To add to my earlier post and something bluenote said, unless you’re already set on a new Eastman 315 I’d definitely consider trying to find a used 515 or 615. I have seen plenty of those sell on the used market for around the same price of a new 315 or less. You’d get more mandolin for your money and as Mike said…

— Begin quote from "mreisz"

Why buy used? If mandolin is not your thing, you can sell a used one for about what you paid. It can literally cost you nothing to buy one and sell it again a year or two later.

— End quote


#12

Well… I might not have heeded all of the advice as exactly as ya’ll told me but I think I will be very happy with my decision. There is one Eastman dealer near me and I went and visited. I put an MD315 on layaway to be fully purchased in the next month. I would have probably been better off purchasing a used 515 or even 315 online but when I put my hands on the only MD315 this particular dealer had, I was hooked and the scene kinda of looked a little like when the kid pulled the sword from the stone (Laugh now ha ha). I am thinking I will be one happy newbie mandolin player when I get it. I absolutely know of no one personally other than my music coach/teacher that even plays so I see a very interesting fun time ahead.

Thanks Ya’ll for your help once again and I will be using all of Ben’s lessons to help me get started as well.

-Mike Wing “Green Horn Mandolin Man”


#13

Fantastic! I bet you will love it. When I first started playing mandolin, I played so much that my fingers got very sore. I would have been better off building up my playing gradually, but I was having too much fun.

Congratulations!


#14

Well you should be happy with your decision because it was a good one. We were just throwing options out there for you to consider. That 315 should be a great mandolin especially for a newbie! We’ll be looking forward to seeing a post about you bringing it home.


#15

Well Mike are you going to leave us hanging? Let us know how you like that new Eastman!


#16

Back in my young and stupid days, I bought a cheap mandolin… Played like a brick… I left it in a hot car… the glue melted and the neck snapped… glad I learned on a cheap instrument!
Most I paid for a mandolin… $700.
A Gibson A2… still young and foolish…
I didn’t know a thing about instruments… The frets were shot. I traded it in for a $200 loss…
If I had it today, I’d get it re-fretted.

All the best…


#17

I have been in that dark cave, trying to decide on which starter mandolin to purchase.

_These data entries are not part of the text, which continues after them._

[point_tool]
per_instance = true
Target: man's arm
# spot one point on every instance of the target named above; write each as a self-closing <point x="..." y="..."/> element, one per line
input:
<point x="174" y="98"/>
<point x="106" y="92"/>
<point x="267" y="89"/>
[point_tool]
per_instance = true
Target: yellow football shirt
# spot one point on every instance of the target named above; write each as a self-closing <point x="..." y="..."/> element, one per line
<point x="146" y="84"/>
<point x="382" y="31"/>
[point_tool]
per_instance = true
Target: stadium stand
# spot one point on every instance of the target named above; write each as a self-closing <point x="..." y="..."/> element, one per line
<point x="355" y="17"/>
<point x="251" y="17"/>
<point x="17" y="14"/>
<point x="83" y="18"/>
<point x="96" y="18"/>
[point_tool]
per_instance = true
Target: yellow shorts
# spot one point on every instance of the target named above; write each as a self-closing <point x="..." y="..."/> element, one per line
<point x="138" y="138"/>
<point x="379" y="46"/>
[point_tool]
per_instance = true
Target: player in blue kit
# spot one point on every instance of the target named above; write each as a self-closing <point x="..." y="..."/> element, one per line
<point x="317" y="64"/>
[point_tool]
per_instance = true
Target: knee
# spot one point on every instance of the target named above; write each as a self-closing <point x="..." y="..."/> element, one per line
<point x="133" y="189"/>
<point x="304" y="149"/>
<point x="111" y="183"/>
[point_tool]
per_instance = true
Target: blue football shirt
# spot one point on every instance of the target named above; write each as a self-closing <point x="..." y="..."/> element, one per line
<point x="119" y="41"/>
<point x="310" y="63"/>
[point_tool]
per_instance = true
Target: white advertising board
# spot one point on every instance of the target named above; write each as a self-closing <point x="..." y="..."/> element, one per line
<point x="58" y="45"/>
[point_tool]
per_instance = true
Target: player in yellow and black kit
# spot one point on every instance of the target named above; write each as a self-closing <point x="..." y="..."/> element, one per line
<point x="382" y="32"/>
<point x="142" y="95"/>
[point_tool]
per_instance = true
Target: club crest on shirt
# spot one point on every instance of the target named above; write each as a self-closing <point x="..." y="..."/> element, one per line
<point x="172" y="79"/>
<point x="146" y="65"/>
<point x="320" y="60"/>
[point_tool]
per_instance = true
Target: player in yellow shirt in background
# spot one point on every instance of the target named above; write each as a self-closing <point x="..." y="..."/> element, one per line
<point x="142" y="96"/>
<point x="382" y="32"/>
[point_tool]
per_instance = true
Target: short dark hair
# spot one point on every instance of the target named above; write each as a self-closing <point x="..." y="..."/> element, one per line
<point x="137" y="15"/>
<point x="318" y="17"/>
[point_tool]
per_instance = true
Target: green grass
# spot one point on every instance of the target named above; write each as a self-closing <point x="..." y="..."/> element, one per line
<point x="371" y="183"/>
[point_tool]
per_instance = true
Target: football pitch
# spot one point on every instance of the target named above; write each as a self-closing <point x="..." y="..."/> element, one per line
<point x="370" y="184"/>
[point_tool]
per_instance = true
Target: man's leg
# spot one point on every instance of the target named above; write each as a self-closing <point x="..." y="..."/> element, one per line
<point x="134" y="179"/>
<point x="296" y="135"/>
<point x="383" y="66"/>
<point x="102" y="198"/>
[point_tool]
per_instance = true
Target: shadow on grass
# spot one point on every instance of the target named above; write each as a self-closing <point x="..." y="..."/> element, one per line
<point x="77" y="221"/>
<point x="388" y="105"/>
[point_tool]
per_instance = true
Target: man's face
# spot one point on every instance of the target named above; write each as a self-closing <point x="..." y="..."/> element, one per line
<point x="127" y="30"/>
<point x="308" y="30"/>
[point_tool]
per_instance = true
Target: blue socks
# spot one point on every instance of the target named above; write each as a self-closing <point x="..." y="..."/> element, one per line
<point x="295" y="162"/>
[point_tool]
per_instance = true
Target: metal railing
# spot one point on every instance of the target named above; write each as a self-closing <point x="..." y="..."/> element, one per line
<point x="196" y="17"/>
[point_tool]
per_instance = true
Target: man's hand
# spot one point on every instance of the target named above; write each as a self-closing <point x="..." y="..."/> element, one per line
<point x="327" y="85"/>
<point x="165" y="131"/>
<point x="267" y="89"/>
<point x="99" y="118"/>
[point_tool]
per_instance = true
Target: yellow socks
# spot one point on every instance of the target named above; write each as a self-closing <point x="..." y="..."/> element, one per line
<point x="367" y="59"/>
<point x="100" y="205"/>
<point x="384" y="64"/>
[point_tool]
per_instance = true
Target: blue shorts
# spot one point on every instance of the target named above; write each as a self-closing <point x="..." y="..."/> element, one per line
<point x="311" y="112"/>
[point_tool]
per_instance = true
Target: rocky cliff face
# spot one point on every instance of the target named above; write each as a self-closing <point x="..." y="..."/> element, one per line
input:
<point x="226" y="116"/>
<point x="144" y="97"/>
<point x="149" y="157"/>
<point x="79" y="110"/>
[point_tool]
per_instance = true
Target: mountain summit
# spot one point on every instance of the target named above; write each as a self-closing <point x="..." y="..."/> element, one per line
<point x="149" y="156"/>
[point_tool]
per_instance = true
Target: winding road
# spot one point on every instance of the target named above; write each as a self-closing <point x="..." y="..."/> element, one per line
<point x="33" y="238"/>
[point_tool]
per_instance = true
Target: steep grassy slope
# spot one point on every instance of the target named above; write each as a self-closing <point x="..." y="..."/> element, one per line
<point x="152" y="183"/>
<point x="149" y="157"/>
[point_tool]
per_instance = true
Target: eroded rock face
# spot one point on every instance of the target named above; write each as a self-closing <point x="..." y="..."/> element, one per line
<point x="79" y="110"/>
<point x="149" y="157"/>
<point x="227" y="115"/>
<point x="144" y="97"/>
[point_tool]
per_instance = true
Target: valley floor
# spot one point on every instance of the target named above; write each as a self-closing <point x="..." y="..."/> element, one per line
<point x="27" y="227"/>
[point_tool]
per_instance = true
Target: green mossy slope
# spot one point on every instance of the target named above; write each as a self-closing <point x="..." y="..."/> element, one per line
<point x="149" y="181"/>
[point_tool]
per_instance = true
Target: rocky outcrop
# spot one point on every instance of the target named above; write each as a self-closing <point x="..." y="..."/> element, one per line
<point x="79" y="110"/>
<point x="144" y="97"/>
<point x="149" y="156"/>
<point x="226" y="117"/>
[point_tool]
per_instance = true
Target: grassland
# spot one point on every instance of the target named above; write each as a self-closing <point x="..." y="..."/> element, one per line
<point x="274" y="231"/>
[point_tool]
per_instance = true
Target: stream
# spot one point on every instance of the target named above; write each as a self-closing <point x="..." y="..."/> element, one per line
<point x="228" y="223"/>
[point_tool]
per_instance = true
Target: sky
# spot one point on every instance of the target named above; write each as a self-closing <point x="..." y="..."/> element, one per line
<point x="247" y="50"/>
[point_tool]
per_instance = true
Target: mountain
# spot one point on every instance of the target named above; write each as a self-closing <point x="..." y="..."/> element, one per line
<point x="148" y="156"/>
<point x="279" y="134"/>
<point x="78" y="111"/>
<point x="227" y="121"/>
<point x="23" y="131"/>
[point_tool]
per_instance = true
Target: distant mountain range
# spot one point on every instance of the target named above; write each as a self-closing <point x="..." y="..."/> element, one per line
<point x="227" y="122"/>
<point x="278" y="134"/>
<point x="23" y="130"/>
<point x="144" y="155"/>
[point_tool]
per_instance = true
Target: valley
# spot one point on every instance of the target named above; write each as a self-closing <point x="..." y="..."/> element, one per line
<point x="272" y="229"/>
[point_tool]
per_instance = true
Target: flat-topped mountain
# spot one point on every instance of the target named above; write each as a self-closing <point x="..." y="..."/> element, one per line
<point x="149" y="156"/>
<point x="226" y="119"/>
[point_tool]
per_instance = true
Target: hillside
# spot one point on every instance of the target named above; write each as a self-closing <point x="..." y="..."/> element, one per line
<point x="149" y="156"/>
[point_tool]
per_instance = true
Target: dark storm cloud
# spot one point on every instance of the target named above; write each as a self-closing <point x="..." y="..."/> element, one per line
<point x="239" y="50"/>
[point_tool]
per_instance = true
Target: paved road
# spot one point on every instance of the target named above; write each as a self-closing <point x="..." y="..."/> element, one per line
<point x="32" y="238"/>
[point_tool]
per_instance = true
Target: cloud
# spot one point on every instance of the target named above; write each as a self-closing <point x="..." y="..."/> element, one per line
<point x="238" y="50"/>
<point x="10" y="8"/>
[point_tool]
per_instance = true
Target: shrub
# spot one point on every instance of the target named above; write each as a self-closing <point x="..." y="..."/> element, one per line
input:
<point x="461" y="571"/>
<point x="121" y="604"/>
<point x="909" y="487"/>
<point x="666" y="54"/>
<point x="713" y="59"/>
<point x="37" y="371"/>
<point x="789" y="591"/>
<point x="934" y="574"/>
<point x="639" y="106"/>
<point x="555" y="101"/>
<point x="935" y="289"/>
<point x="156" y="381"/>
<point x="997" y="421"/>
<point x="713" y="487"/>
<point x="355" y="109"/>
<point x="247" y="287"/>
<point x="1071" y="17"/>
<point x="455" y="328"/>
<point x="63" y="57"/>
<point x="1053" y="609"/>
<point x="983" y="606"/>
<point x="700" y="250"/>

I have been playing the guitar and banjo since I was 16. Gosh, I guess that would be 53 years now. Whoa daddy! So, now I have a drive to learn the mandolin. I have looked on line at many mandolins creating mind blown confusion. I want an “F” model because of the esthetics and have found a used Eastman MD515 at the local music store. Does anyone have any input on this?
Poppa Smoke


#18

Eastman makes a nice mandolin. As with everything, check out the one you looking to buy. New mandolins often need to be set up, it shouldn’t be a barrier to buying, but I’d suggest going ahead and getting it done (or doing it if you are a DIY type) right from the start. Playing a poorly setup instrument can be frustrating.


#19

Hello Poppa. As I stated in a previous post in this thread I think a used Eastman 515 is a great choice for a first mandolin (or second or third for that matter). I usually see them sell for around $600 - $650, every once in a while even lower. If you can buy it in that price range you should be able to get your money back out of it if you ever sell it. Of course this is considering the Eastman at your local store is in good condition. Let us know if you buy it!